Imam al-Ghozali menyampaikan senandung yang indah tentang ibu:

إن ربت البيت روح ينفث الهناءة والمودة فى جنباته ويعين على تكوين انسان سوى طيب.

“Ibu adalah semilir angin sejuk yang menghembuskan nafas kedamaian dan kasih sayang ke seluruh ruang kehidupan. Dan ia sangat berpengaruh dalam pembentukan manusia yang baik”. (Abu Hamid Muhammad al-Ghozali, As-Sunnah an-Baina ahlil-Fiqh wa ahlil-Hadits, Darus-Syuruq, Beirut, 1988, hlm.125)

Renungan:

Dalam kitab-kitab Siroh Nabawiyyah diceritakan, baginda Nabi Muhammad kecil yang masih berusia lima tahun, sepanjang jalan dari Makkah-Madinah, ditemani panasnya padang-pasir beliau menggandeng erat tangan mulia sayyidah Aminah, ibundanya untuk menemainya ziaroh ke makam cicitnya. Namun, pada saat perjalanan pulang, masih setengah perjalanan sayyidah Aminah mengalami sakit yang begitu keras, sehingga di daerah Abwa (antara Makkah-Madinah) memutuskan untuk beristirahat.

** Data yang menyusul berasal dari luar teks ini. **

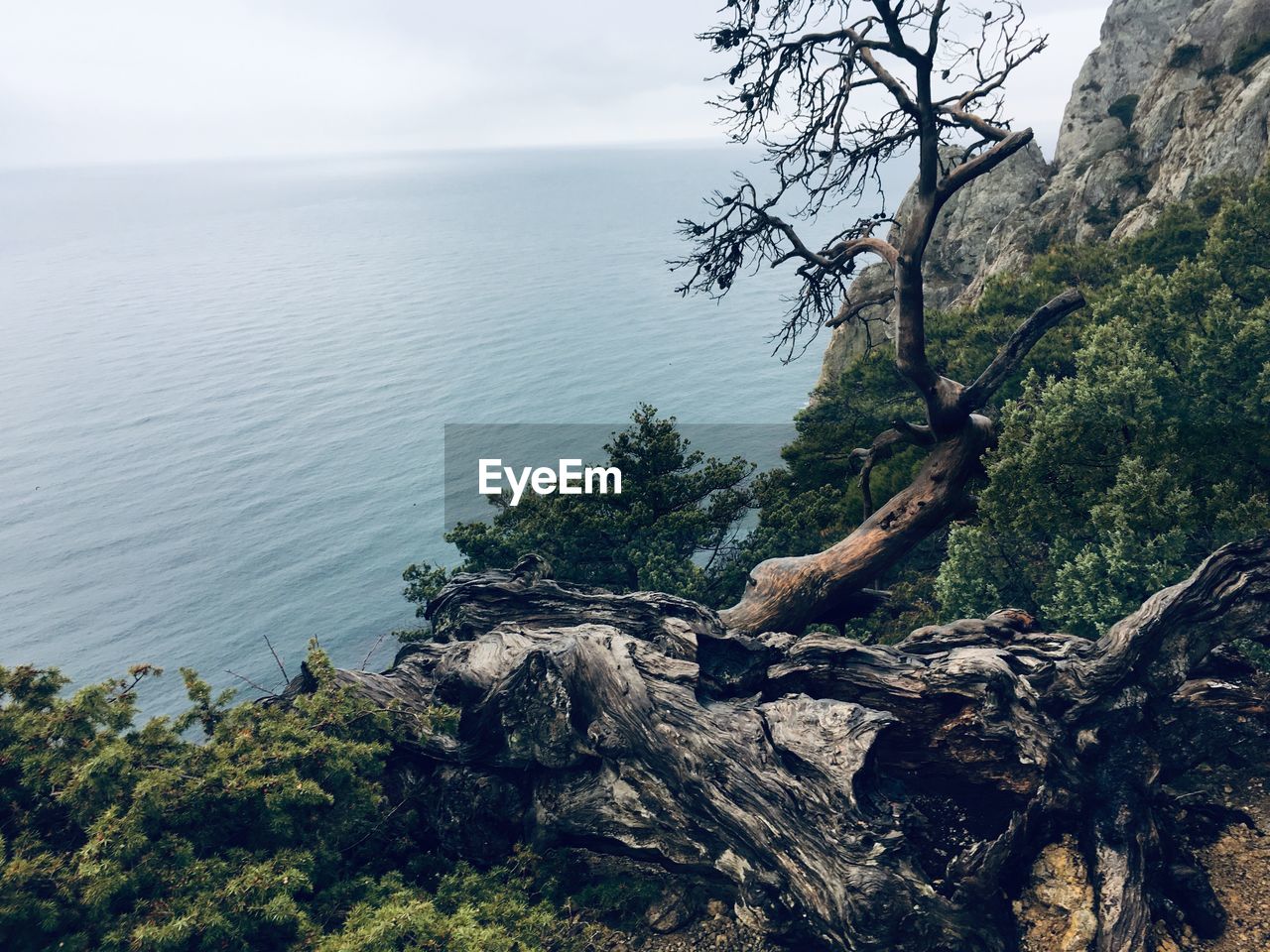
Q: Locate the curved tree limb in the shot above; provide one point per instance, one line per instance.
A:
(844, 796)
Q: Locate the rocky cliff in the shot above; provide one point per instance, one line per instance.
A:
(1175, 93)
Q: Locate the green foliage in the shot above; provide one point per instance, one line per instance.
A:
(278, 832)
(813, 500)
(1185, 55)
(1248, 51)
(1116, 480)
(1124, 108)
(667, 531)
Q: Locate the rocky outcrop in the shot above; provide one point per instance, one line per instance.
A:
(838, 794)
(1176, 93)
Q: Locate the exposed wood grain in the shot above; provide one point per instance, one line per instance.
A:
(848, 796)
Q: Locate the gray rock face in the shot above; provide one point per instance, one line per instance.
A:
(1173, 95)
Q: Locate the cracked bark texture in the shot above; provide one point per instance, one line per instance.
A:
(846, 796)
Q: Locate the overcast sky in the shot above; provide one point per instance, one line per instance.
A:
(91, 81)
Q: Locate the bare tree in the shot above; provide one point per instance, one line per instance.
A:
(832, 90)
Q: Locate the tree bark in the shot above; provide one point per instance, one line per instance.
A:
(846, 796)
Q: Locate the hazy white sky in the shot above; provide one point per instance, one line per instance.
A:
(91, 81)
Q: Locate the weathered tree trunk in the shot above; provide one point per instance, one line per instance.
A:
(847, 796)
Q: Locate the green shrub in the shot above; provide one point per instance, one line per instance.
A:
(281, 830)
(1185, 55)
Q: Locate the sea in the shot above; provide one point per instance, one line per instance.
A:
(223, 385)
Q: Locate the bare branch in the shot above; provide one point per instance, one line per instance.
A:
(885, 444)
(1014, 350)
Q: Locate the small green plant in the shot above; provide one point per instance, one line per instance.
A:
(1185, 55)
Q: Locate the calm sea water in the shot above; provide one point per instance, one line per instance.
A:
(222, 388)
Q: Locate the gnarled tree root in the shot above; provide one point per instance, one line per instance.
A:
(848, 796)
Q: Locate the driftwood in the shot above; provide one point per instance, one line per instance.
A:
(847, 796)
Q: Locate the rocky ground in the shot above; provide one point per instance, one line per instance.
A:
(1056, 911)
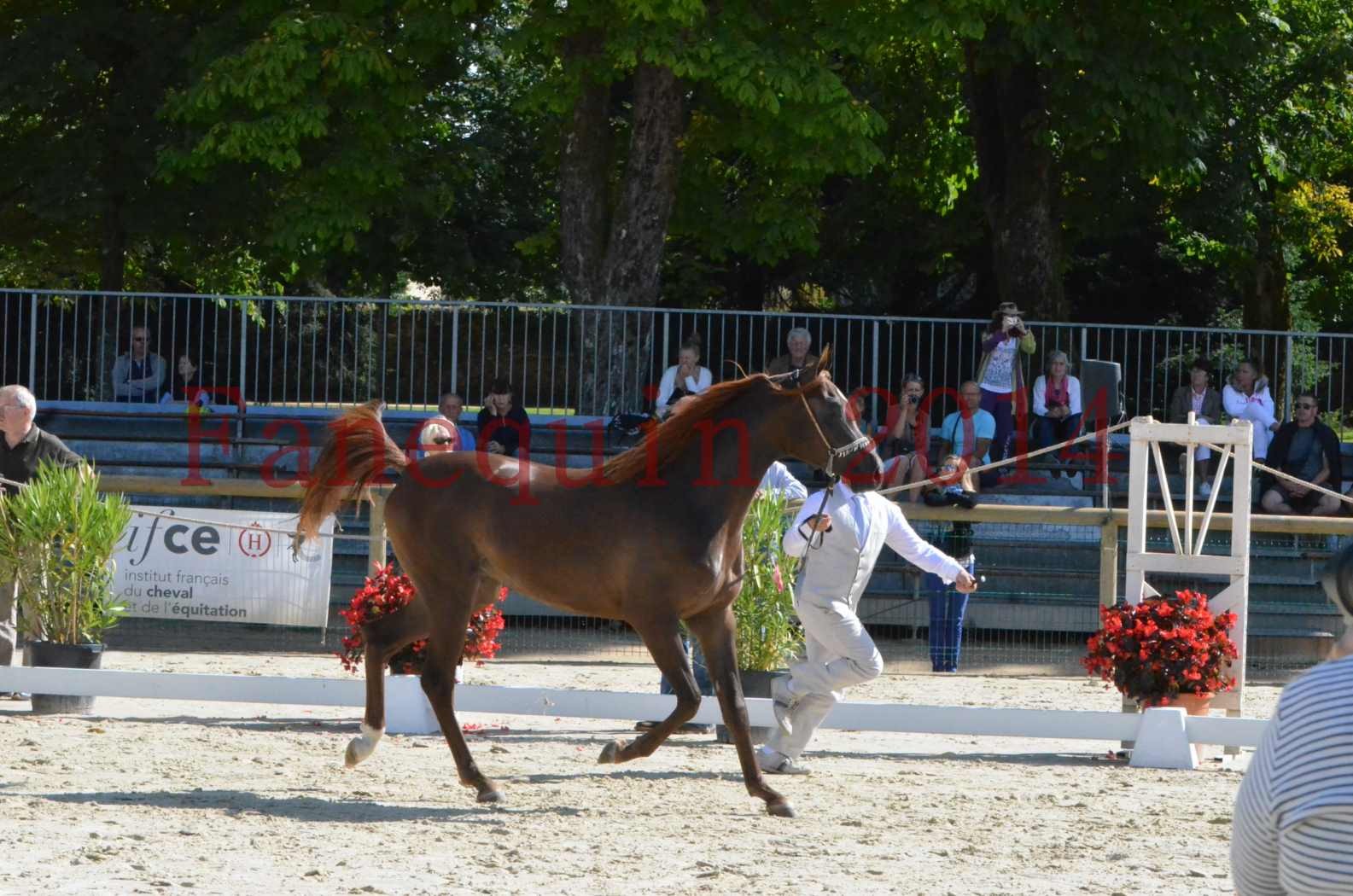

Dalam Kitab al-Khoshoishil-Kubro karangan Imam as-Suyuthi, pada detik-detik saat sayyidah Aminah dalam keadaan sakit menjelang wafat dipangkuan Nabi, sedang baginda Nabi Muhammad Saw yang saat itu masih anak-anak dan tumbuh kembang dengan usia lima tahun berada di dekat kepalanya. sepercik pesan ibunda baginda Nabi kepada satu-satunya putra kinasihnya berkata:

كُلُّ حَيٍّ مَيِّتٌ وَكُلُّ جَدِيْدٍ بَالٌ وَكُلُّ كَبِيْرٍ يَفْنَى وَأَنَا مَيِّتَةٌ وَذِكْرِيْ بَاقٍ وَقَدْ تَرَكْتُ خَيْرًا وَوَلَدْتُ طُهْرًا ثُمَّ مَاتَتْ

“Setiap yang hidup akan mati. Setiap yang baru akan lapuk. Dan setiap yang besar akan fana. Aku mati sedangkan namaku abadi. Telah kutinggalkan kebaikan dan kulahirkan kesucian.” Kemudian beliau wafat.

Semoga bermanfaat. Wallohu a’lam.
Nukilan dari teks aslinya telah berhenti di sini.